The intent of 22-05 is “to take a step back and have the agencies involved verify and confirm for the council that Clarksburg is an isolated situation” Knapp said in a memo to other Councilmembers.
The Clarksburg Town Center Advisory Committee — the citizens group that brought the height and setback limitations to the Planning Board—called for a broadening of 22-05 to include non-residential construction as well as residential.
IN POTOMAC, Park Potomac Place, (formerly Fortune Parc) at Seven Locks and Montrose roads, is among the largest developments affected by the current debate.
Bob Youngentob of the firm Eakin/Youngentob, which is handling the residential portion of Park Potomac said that his company had sold 60 percent of the 150 planned townhouses and begun construction on about 30 percent of them.

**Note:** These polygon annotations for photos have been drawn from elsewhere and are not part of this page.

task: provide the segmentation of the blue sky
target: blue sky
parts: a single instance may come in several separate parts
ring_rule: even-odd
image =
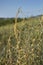
[[[15,17],[19,7],[25,16],[43,14],[43,0],[0,0],[0,17]]]

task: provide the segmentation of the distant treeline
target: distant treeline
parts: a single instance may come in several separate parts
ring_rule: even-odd
[[[18,18],[17,22],[21,22],[23,18]],[[0,26],[15,23],[15,18],[0,18]]]
[[[32,19],[39,19],[41,18],[43,15],[38,15],[38,16],[31,16],[31,17],[28,17],[28,18],[24,18],[25,20],[32,20]],[[23,20],[23,18],[18,18],[17,19],[17,22],[21,22]],[[15,18],[0,18],[0,26],[3,26],[3,25],[7,25],[7,24],[13,24],[15,23]]]

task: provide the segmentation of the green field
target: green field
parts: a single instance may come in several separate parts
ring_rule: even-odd
[[[0,26],[0,65],[43,65],[43,20],[33,17],[14,26]]]

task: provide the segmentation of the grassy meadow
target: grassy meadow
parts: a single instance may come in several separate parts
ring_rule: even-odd
[[[0,26],[0,65],[43,65],[40,17]]]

The freeze could affect the timely delivery of new homes Youngentob said. He praised Montgomery County’s planning process and said the needed changes amount to “tweaks to the system rather than a whole overhaul.”
“Montgomery County has a very thorough process today. I still think it’s probably one of the best in the region,” he said. “To the extent that they can find a resolution to the concerns where you have Park and Planning more involved in the process … we have no problem supplying more information. … We know that we’re in compliance and we’re comfortable with that.”
He did not wish to comment on the Clarksburg violations but said, “Obviously, the whole idea of a moratorium we think is unfortunate.”
ONE GROUP sure to be affected by the building freeze is new home buyers. If new homes remain on hold, the price of the limited available stock will rise, said Potomac Realtor Bob Moorman of WC&AN Miller.
“It’s already increased enough, I don’t know how it can bear any more,” he said, but “we’ll know next month. We continue to be surprised every month.”